More on Freight in the Netherlands

One of our final meetings in the Netherlands was one attended by Tom Miller (Sam Adams’ chief of staff) and myself with two representatives of the freight industry: a freight forwarder and a representative of their industry association. The meeting was at Schiphol airport, a major European hub of air freight activity. The area is a major inter-model center, transferring goods between ocean-going ships, canal barges, rail, trucks and air-freight.

There were a number of perspectives that I found striking. One that stood out is a discussion of the reliability of various modes. I was surprised to hear that the greatest certainty of on-time delivery was by water, i.e., river and canal! You can get as far as Vienna by canal from Holland!

One interesting technique they employ is to off-load container ships to barges that then bring the containers to several terminals where they can be transferred to trucks or rail. That way you don’t congest one terminal with all the trucks required to off-load the ship. I wonder what would happen to truck traffic projections for the Columbia Crossing if the Port of Portland and Port of Vancouver could cooperate in a scheme like this?

We talked about the growth of trucks and they acknowledged the same trend in Europe and even showed me a schedule of truck deliveries from the Netherlands to Eastern Europe and Central Asia (e.g., Turkey and Iran).

We talked a little bit about the “last mile” delivery problem, particularly in the light of a number of Dutch cities that close their centers to cars. They said that generally deliveries to stores in such city centers were made between 7am and 10am, after people are awake (so noise is not an issue) but before the shops open and large number of pedestrians are present (and when trucks are allowed to deliver in the auto-restricted areas).
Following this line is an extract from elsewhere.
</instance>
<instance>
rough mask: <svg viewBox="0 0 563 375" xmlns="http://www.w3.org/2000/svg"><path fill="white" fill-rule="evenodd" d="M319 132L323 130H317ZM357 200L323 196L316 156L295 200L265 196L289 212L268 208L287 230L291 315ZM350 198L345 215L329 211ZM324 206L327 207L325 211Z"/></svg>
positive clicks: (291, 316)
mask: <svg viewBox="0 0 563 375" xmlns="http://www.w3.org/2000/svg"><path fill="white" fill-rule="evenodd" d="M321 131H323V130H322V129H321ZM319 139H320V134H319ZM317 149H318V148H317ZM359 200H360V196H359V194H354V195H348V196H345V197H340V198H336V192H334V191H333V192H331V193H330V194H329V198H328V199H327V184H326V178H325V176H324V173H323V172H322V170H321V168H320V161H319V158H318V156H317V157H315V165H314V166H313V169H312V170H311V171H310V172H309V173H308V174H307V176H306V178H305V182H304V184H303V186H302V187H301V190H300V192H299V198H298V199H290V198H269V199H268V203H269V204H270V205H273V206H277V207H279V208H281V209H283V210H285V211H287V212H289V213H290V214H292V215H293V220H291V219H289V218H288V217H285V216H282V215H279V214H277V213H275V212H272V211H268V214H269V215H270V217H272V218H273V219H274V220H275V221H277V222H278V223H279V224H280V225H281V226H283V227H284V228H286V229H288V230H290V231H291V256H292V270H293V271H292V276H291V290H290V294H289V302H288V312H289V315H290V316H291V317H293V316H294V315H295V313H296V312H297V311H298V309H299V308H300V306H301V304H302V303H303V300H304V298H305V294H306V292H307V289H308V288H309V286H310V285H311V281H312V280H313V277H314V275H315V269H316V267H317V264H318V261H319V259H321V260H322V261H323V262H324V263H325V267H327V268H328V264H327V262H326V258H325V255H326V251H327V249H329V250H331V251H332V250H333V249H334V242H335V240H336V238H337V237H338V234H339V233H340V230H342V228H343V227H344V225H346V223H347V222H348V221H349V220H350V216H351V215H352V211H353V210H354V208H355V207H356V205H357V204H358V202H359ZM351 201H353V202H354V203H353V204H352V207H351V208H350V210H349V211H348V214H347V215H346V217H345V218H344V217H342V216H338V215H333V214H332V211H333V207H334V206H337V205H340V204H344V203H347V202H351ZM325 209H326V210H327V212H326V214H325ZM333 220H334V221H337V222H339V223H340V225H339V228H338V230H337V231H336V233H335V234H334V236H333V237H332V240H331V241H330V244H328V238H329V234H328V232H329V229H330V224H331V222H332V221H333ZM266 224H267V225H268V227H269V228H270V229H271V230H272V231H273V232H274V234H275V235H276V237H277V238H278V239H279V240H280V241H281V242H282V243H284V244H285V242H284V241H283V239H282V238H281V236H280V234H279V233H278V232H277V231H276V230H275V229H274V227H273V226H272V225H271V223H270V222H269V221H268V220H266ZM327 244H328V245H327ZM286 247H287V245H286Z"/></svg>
If only garbage removal in NW Portland could be organized on these lines!

In fact, several delivery companies have specialized in the niche of delivering to shops in town centers in this pattern. Rather than complaining about the “costs of regulation”, they have recognized and exploited a market opportunity.

And of course we talked about bikes. When we told them that bikes lanes in freight districts were controversial in the U.S. and asked about freight districts in the Netherlands, the response was “of course we have bike lanes, how else would the employees get to work?” They also noted that if a company buys a bicycle for an employee to commute on, that’s tax deductible.

Finally we asked about truck-bike conflicts, particularly right-turning accidents where a cyclist gets hit by a truck that cannot see him/her. They acknowledged that this unfortunately occasionally happens (although their accidents stats are far better than ours) but that two solutions were being worked on – better mirrors with more visibility (I think this is true here in the U.S., too) and the addition of a bar to the undercarriage of trailers. If a cyclist is hit by a turning truck, the bar pushes the cyclist aside, rather than under the wheels. Gruesome but pragmatic?